Biodegradation of crude oil in subsurface petroleum reservoirs has adversely impacted most of the world's oil, converting this resource to heavier forms that are of lower quality and more challenging to recover. Oil degradation in deep reservoir environments has been attributed to methanogenesis over geological time, yet our understanding of the processes and organisms mediating oil transformation in the absence of electron acceptors remains incomplete. Here, we sought to identify hydrocarbon activation mechanisms and reservoir-associated microorganisms that may have helped shape the formation of biodegraded oil by incubating oilfield produced water in the presence of light (°API = 32) or heavy crude oil (°API = 16). Over the course of 17 months, we conducted routine analytical (GC, GC-MS) and molecular (PCR/qPCR of assA and bssA genes, 16S rRNA gene sequencing) surveys to assess microbial community composition and activity changes over time. Over the incubation period, we detected the formation of transient hydrocarbon metabolites indicative of alkane and alkylbenzene addition to fumarate, corresponding with increases in methane production and fumarate addition gene abundance. Chemical and gene-based evidence of hydrocarbon biodegradation under methanogenic conditions was supported by the enrichment of hydrocarbon fermenters known to catalyze fumarate addition reactions (e.g., Desulfotomaculum, Smithella), along with syntrophic bacteria (Syntrophus), methanogenic archaea, and several candidate phyla (e.g., "Atribacteria", "Cloacimonetes"). Our results reveal that fumarate addition is a possible mechanism for catalyzing the methanogenic biodegradation of susceptible saturates and aromatic hydrocarbons in crude oil, and we propose the roles of community members and candidate phyla in our cultures that may be involved in hydrocarbon transformation to methane in crude oil systems.

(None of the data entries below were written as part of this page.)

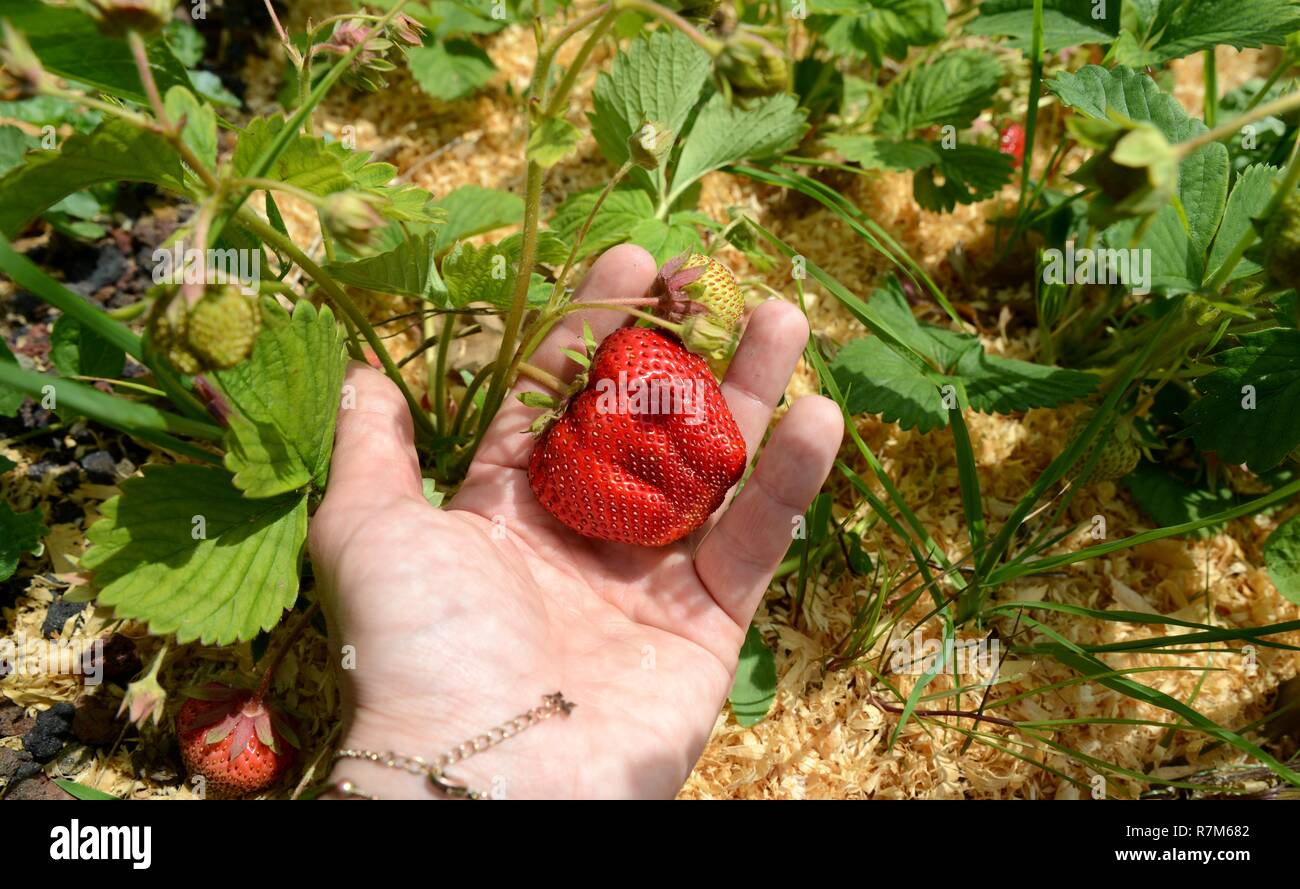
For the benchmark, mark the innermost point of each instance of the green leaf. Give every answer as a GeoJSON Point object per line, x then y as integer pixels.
{"type": "Point", "coordinates": [657, 78]}
{"type": "Point", "coordinates": [77, 351]}
{"type": "Point", "coordinates": [20, 532]}
{"type": "Point", "coordinates": [724, 133]}
{"type": "Point", "coordinates": [1226, 421]}
{"type": "Point", "coordinates": [754, 686]}
{"type": "Point", "coordinates": [553, 141]}
{"type": "Point", "coordinates": [69, 44]}
{"type": "Point", "coordinates": [878, 380]}
{"type": "Point", "coordinates": [999, 385]}
{"type": "Point", "coordinates": [952, 89]}
{"type": "Point", "coordinates": [450, 69]}
{"type": "Point", "coordinates": [1097, 92]}
{"type": "Point", "coordinates": [1249, 198]}
{"type": "Point", "coordinates": [115, 151]}
{"type": "Point", "coordinates": [410, 269]}
{"type": "Point", "coordinates": [970, 174]}
{"type": "Point", "coordinates": [13, 144]}
{"type": "Point", "coordinates": [200, 122]}
{"type": "Point", "coordinates": [307, 163]}
{"type": "Point", "coordinates": [486, 274]}
{"type": "Point", "coordinates": [11, 399]}
{"type": "Point", "coordinates": [666, 239]}
{"type": "Point", "coordinates": [620, 212]}
{"type": "Point", "coordinates": [1065, 22]}
{"type": "Point", "coordinates": [473, 209]}
{"type": "Point", "coordinates": [875, 29]}
{"type": "Point", "coordinates": [430, 491]}
{"type": "Point", "coordinates": [182, 550]}
{"type": "Point", "coordinates": [1187, 26]}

Community Structure in Methanogenic Enrichments Provides Insight into Syntrophic Interactions in Hydrocarbon-Impacted Environments.

The methanogenic biodegradation of crude oil involves the conversion of hydrocarbons to methanogenic substrates by syntrophic bacteria and subsequent methane production by methanogens. Assessing the metabolic roles played by various microbial species in syntrophic communities remains a challenge, but such information has important implications for bioremediation and microbial enhanced energy recovery technologies. Many factors such as changing environmental conditions or substrate variations can influence the composition and biodegradation capabilities of syntrophic microbial communities in hydrocarbon-impacted environments. In this study, a methanogenic crude oil-degrading enrichment culture was successively transferred onto the single long chain fatty acids palmitate or stearate followed by their parent alkanes, hexadecane or octadecane, respectively, in order to assess the impact of different substrates on microbial community composition and retention of hydrocarbon biodegradation genes. 16S rRNA gene sequencing showed that a reduction in substrate diversity resulted in a corresponding loss of microbial diversity, but that hydrocarbon biodegradation genes (such as assA/masD encoding alkylsuccinate synthase) could be retained within a community even in the absence of hydrocarbon substrates. Despite substrate-related diversity changes, all communities were dominated by hydrogenotrophic and acetotrophic methanogens along with bacteria including Clostridium sp., members of the Deltaproteobacteria, and a number of other phyla. Microbial co-occurrence network analysis revealed a dense network of interactions amongst syntrophic bacteria and methanogens that were maintained despite changes in the substrates for methanogenesis. Our results reveal the effect of substrate diversity loss on microbial community diversity, indicate that many syntrophic interactions are stable over time despite changes in substrate pressure, and show that syntrophic interactions amongst bacteria themselves are as important as interactions between bacteria and methanogens in complex methanogenic communities.